With a light smile, he stroked her hair. A simple action that could be viewed as implicit approval.

Tong Yan relaxed slightly and began to tentatively and cautiously answer those questions.

Fortunately, the questions were all very simple and casual. And fortunately, a pharmaceutical representative soon arrived to pick Gu Pingsheng’s father up after his plane trip. “Associate Chief [Physician] Dong, I am sorry, really terribly sorry. I’m not sure which important leader was on the way to the airport, too, but the expressway was closed for more than an hour.” As this pharmaceutical representative spoke, he very kindly took the suitcase from him and also cordially shook Gu Pingsheng’s hand.

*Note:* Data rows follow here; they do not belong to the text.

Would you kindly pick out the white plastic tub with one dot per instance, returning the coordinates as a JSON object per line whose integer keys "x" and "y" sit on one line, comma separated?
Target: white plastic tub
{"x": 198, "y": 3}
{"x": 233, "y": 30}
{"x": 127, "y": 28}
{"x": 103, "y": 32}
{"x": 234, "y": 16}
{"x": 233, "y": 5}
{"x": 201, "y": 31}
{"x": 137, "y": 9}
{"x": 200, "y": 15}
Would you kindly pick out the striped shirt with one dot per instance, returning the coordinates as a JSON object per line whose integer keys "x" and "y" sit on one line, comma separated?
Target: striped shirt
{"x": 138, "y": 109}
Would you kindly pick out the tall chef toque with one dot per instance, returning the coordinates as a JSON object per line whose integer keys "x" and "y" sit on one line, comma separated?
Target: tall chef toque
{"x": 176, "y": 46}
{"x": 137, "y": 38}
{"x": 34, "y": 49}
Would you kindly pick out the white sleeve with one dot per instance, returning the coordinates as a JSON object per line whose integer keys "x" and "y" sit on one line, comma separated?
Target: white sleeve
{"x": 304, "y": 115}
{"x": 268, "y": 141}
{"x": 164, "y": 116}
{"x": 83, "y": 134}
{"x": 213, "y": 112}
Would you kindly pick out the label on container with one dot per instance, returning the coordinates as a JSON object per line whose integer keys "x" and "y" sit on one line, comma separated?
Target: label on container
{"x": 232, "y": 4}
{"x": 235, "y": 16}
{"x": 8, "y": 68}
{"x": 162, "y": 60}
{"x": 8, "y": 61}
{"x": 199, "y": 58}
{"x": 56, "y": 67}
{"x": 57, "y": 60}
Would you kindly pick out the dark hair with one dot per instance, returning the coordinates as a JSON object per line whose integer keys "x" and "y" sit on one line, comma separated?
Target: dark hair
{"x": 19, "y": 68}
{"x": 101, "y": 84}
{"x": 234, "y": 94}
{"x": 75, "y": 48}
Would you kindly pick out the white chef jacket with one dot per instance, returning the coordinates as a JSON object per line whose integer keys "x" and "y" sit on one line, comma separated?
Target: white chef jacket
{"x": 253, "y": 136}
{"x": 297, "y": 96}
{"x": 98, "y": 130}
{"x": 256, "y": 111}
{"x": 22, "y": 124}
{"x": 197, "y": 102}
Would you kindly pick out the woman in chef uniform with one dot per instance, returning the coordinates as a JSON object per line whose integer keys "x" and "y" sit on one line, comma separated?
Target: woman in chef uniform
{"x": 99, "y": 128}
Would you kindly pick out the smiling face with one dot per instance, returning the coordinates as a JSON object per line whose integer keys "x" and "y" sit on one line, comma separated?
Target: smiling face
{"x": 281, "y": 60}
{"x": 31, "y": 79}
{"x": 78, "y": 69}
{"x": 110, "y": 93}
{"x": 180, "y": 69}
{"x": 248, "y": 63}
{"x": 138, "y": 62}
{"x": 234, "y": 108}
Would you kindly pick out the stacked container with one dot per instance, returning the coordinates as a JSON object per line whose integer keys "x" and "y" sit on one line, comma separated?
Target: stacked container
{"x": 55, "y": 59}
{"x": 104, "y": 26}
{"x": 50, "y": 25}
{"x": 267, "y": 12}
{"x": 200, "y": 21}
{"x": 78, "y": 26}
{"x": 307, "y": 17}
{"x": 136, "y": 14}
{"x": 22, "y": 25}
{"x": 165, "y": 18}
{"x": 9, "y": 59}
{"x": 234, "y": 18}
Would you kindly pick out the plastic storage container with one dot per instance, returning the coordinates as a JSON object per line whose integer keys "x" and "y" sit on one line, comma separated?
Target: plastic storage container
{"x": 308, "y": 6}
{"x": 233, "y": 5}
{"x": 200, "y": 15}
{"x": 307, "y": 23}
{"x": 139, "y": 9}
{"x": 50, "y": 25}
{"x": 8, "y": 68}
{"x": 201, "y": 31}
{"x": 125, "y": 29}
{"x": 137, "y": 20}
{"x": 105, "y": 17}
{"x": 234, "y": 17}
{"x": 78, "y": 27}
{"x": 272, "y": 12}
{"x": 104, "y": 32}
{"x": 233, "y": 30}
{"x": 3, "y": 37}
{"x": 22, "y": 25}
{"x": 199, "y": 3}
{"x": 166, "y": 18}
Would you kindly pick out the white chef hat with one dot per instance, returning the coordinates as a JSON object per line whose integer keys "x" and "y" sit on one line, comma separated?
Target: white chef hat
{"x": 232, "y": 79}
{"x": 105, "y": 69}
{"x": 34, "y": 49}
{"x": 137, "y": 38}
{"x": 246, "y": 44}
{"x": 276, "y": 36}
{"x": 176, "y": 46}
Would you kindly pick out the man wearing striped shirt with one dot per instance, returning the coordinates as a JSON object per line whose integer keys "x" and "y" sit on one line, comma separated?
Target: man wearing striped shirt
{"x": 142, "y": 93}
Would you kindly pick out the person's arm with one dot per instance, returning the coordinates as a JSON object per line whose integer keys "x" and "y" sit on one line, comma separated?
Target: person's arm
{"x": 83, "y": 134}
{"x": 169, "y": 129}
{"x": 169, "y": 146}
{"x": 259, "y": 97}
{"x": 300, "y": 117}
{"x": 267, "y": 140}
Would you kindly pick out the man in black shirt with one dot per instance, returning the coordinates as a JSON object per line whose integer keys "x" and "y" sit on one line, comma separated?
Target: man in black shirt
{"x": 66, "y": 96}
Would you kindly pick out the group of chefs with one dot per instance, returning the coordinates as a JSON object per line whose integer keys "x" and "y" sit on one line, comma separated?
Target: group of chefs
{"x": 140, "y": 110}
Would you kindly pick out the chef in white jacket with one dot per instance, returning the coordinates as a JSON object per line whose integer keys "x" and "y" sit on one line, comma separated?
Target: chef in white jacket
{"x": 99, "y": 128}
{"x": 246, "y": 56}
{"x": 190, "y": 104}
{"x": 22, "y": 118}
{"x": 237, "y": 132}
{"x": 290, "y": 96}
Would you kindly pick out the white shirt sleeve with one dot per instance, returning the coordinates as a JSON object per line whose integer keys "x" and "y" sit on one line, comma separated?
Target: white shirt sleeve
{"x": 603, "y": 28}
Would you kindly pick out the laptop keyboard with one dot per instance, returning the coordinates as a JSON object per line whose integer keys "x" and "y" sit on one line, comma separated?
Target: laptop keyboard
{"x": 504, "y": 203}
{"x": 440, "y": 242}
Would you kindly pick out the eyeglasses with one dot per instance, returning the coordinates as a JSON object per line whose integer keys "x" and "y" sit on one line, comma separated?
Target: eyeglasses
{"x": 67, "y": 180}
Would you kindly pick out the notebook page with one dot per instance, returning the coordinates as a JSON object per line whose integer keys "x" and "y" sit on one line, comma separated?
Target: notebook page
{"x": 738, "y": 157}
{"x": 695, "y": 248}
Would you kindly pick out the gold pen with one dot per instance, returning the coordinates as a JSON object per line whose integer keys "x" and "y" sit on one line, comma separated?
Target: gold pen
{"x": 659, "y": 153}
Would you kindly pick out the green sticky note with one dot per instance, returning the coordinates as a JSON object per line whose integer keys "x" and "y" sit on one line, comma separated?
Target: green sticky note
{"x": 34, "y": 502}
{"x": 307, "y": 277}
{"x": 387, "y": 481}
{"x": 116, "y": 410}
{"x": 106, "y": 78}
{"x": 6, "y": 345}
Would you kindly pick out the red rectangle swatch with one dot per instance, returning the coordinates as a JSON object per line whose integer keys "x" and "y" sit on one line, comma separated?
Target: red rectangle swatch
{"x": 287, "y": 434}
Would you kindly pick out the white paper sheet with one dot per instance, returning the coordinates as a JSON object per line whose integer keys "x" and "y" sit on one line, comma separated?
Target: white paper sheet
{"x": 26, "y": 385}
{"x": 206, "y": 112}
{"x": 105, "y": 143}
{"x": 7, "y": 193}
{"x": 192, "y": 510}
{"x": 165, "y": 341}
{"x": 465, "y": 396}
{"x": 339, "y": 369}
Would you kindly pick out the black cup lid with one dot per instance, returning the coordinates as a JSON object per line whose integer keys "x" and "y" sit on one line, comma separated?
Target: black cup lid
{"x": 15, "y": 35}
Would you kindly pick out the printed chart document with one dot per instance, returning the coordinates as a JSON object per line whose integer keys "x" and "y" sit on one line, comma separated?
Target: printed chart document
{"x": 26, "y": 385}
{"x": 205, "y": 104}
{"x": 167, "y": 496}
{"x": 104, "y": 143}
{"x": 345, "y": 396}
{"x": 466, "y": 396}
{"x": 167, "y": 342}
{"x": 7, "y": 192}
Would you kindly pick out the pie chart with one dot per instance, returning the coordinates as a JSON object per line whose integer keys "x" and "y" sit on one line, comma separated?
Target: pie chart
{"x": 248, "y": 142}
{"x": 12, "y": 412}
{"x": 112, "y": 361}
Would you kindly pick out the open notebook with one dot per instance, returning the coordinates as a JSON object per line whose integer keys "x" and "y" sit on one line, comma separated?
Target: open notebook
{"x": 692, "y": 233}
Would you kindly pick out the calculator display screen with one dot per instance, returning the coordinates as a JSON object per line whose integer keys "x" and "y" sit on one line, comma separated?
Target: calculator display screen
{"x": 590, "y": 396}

After a few polite pleasantries, this father, who might as well have been a stranger, finally went his separate ways from them.

The urban centre’s traffic was strictly regulated, so by the time they were back at home, it was already one o’clock in the afternoon. Tong Yan had eaten on the plane, but his stomach still had not yet been fed. As a result, the first thing she did after stepping through the door was to dash into the kitchen, pull out some leafy vegetables, egg, and ham that were in the refrigerator, freshly steam some rice, and then dump them all into a pan with oil to make fried rice for him.

Amid the thunderous hum of the range hood, she handed the metal spatula to him and then wiped her hands clean on a cloth, planning on heading over to Grandmother’s bedroom.

“Grandmother has gone out.” Gu Pingsheng scooped her back into his arms. “She said she was going to a former student’s home for a visit and would be back after dinner.”

Very puzzled by this, Tong Yan asked, “How come she still went out despite knowing that I was coming home today?”

Looking like he knew what he was doing, Gu Pingsheng stir-fried the rice as he leisurely speculated, “The elderly tend to have more experience and understand that feeling of ‘absence makes the heart grow fonder.’”

While she muttered about his self-flattery, she changed spots with him and dished out the fried rice from the pan.

Seeing that he had started to eat, Tong Yan at last could take the time to unpack her belongings.

Each item that she pulled out came with reminiscence, and full of happiness, she would narrate to him a story of its background or where it came from. In the end, she could not help sighing, “I was so simple back then. Any gift I received would make me excited for days.”

Even the slightest of blessings would bring her contentment. Never would she be concerned with the ravines of trials that came with the blessing, how deep they might be or whether they could actually be traversed.

This was Tong Yan.

To Gu Pingsheng, his sickness was so terrible because it tortured not only him but also the loved ones who cared about him and loved him. It was not that he had never before let himself give up and slip into despair, nor was it as everyone seemed to perceive, that he did not care in the least. In fact, he very early on had made the decision that he would never marry and would not even give himself the chance to find a girlfriend to suffer with him.

But alas, this world had to have a girl named Tong Yan.

She continued crouching in front of the cardboard boxes, taking out each little trinket and quietly musing where she should put it.

With his head lowered, he watched her. He did not know whether it had simply been too long since he had last eaten her cooking or because her culinary skills truly had improved greatly, but this food that was so simple smelled incomparably enticing, and its appearance, aroma, and flavour were all wonderful. His stomach now warm, his hands began to gradually warm as well.

“You are still very simple, even now.”

Smiling lightly, he leaned against the glass door near her and carried on eating the remainder of the fried rice.